Mais la décision est suspendue aux élections de novembre prochain et la voie est étroite entre soutien au dollar et soutien à l’économie, soutien à l’épargne et relance de la consommation, soutien à une croissance plus durable et mode de vie américain, soutien à l’investissement et mesures pour contrer les escrocs du crédit…
Donc le temps passe, va continuer de passer, et les marchés s’en aperçoivent. Ils ont quitté l’immobilier en récession, puis les crédits non garantis, puis les actions aux perspectives moroses ; ils prennent des risques sur les matières premières et le pétrole, des risques sur les bourses peu liquides et peu assurées des pays émergents. Il nous semble qu’avec les perspectives présentée plus haut, l’année 2009 est celle du danger majeur : pas encore de redressement américain, un freinage qui jouera à plein en Europe compte-tenu du décalage habituel, des fissures en Chine peut-être, où l’inflation exacerbe les tensions sociales – donc les tensions politiques.
Ne resteraient plus qu’une attaque sur l’Iran ou une invasion de Taiwan, ou encore un gros attentat terroriste d’Al-Qaida, pour faire s’envoler le pétrole et précipiter le monde entier dans la récession !
Ce scénario du pire n’est pas le nôtre – mais gardons-le à l’esprit.
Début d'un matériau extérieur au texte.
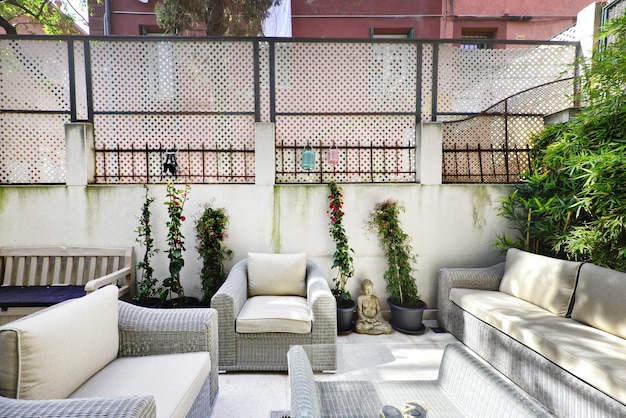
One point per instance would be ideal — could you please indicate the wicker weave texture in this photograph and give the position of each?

Si le pire n’est jamais certain, il surprend toujours les marchés. Et, derrière eux, les économies, car les marchés ne sont que l’écho amplifié des prévisions économiques.
En attendant, restons en liquidités garanties, si possible en euro. Si l’on peut à tout moment jouer certaines valeurs pour des raisons qui leurs sont propres, le moment de réallouer de l’actif en actions pour le fondamental n’est pas encore venu. Laissons déjà passer l’été… le mois d’août, où la plupart des grandes gestions sont en veilleuse, accentue toujours l’effet des événements sur les marchés. Rappelons-nous entre autres les attentats de Nairobi, le putsch contre Gorbatchev - et la crise des subprimes.